Weathering Extreme Heat in Ahmedabad, India: Protecting Residents from Increasing Temperatures
Co-authored with Dr. Gulrez Shah Azhar (Indian Institute of Public Health, Gandhinagar)
Last month, as a part of our climate adaptation work in Ahmedabad, we had the opportunity to visit Ahmedabad’s Meteorological Centre (Met Department) along with our colleagues at NRDC's India initiative, the Indian Institute of Public Health (IIPH), and Mount Sinai School of Medicine. The Met Department plays an important role in the innovative heat health adaptation efforts led by the Ahmedabad Municipal Corporation (AMC) and supported by NRDC and IIPH. A vulnerability assessment is currently being conducted to inform the creation of an early warning system that aims to protect local residents during dangerous weather events. As the first local agency to know when a heat wave is developing, it is vital that the Met Department collaborate with the AMC to improve the city’s internal communication in preparation of extreme weather events and to site additional weather gauges throughout the city.
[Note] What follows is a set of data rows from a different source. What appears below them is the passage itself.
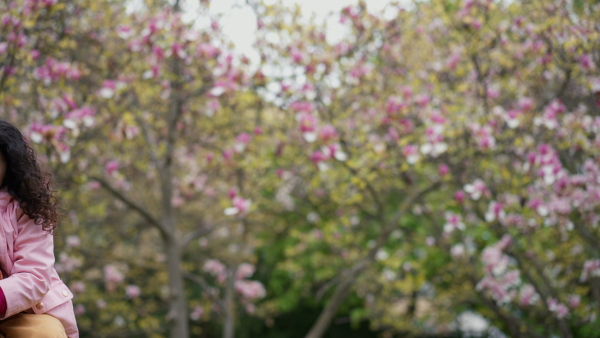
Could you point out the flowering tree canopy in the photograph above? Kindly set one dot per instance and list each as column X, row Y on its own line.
column 440, row 158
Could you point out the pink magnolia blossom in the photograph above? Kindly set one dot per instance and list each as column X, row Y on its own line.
column 457, row 250
column 453, row 222
column 411, row 153
column 527, row 295
column 240, row 206
column 327, row 132
column 586, row 62
column 495, row 211
column 79, row 309
column 245, row 270
column 111, row 167
column 112, row 274
column 73, row 241
column 483, row 136
column 197, row 313
column 574, row 301
column 241, row 141
column 443, row 169
column 250, row 289
column 591, row 268
column 216, row 268
column 308, row 126
column 559, row 308
column 459, row 196
column 476, row 189
column 78, row 287
column 132, row 291
column 394, row 104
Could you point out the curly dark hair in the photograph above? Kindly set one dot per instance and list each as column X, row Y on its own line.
column 27, row 180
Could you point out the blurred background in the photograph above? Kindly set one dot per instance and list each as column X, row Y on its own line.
column 317, row 169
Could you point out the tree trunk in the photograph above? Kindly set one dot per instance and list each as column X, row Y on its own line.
column 178, row 317
column 229, row 327
column 339, row 295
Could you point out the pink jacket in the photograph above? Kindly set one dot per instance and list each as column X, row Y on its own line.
column 27, row 255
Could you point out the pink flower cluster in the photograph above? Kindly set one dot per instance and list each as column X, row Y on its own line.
column 591, row 268
column 217, row 269
column 54, row 70
column 558, row 308
column 498, row 281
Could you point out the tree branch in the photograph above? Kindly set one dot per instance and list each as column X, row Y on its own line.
column 131, row 204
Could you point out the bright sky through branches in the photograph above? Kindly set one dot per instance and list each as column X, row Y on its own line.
column 238, row 21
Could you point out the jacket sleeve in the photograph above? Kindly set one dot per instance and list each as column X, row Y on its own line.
column 33, row 255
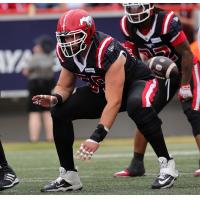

Located next to the airport on the outskirts of the city, the Met Department currently has the sole weather gauge in this growing district of 7.2 million people. As we toured the Met Department’s impressive headquarters with its director, Dr. Kamaljit Ray, the difference in temperature from the city center was palpable. During a hot week in March (even by Ahmedabad’s standards), with temperatures exceeding 97°F (36°C), we actually felt cool breezes while standing next to the weather gauge – which is located in the middle of an open, grassy field, far removed from the city’s dense, concrete core.
Dr. Ray explained that the city’s only weather gauge is intentionally sited in ideal conditions to provide the most accurate temperature reading possible. By removing the contributing causes of urban heat island effect, however, this location cannot account for the increased temperatures experienced throughout more built-up areas of the city. The urban core of Ahmedabad can be much warmer than the temperature gauge’s measurement due to heat trapping-materials like concrete and black tar roofs, and heat-creating activity like construction and car traffic, making air and surface temperatures much higher than in surrounding areas. The relative lack of parks and green space in Ahmedabad exacerbates the urban heat island effect as well.
NRDC colleague Dr. Radhika Khosla highlighted the causes and consequences of urban heat island effect and how to combat it during our heat health workshop with local health care professionals that same week in Ahmedabad, and in a subsequent blog post.
In order to provide the actual temperature in different neighborhoods of this expanding city, the AMC is planning to install six new weather gauges throughout Ahmedabad. The AMC and Met Department are currently determining the best sites for these additional temperature gauges. NRDC and IIPH are supporting these efforts to move forward with installation, which is an important part of the city’s development of an effective heat health early warning system.
Another vital part of Ahmedabad’s efforts to build local resilience to extreme heat is improving internal communication channels between municipal agencies when heat waves and other extreme weather events are forecasted. During the heat health workshop, Dr. Ray described the Met Department’s current process to inform the municipal government of extremely hot temperatures or forecasted heat waves – through a bulletin that the AMC pays a subscription for. Many health care providers attending the workshop said that they do not currently subscribe and receive this bulletin. In the U.S., it's easy to take for granted how widely available the daily temperature is – it's posted outside most banks.
As our newly released report “Climate Change and Health Preparedness in India: Protecting Local Communities in Ahmedabad, Gujarat from Extreme Heat” recommends, a systematic method for the Met Department to communicate such dangerous conditions directly to the AMC and to local hospitals should be implemented. Widespread communication of the daily high temperature and impending heat waves (such as through an email blast or group text message) would efficiently notify local decision-makers and health care providers. The government can then warn the local population ahead of extreme heat conditions through communication channels such as newspapers, TV, or radio and offer tips for keeping cool, while hospitals can prepare for heat-related illnesses and emergencies.
IIPH and NRDC are working to streamline this communication process between the Met Department, AMC, and local hospitals as an integral part of an early warning system, in addition to siting additional weather gauges throughout the city. Disaster readiness efforts like this program are highlighted as a “critical issue” requiring priority attention during the upcoming Rio+20 United Nations Conference on Sustainable Development. Identifying real action on the local level to reduce vulnerability to the effects of climate change is a necessary step in developing more “disaster-resilient societies.” This climate adaptation project in Ahmedabad is a great example of immediate local action steps to prepare for rising temperatures caused by climate change, saving lives during future heat waves.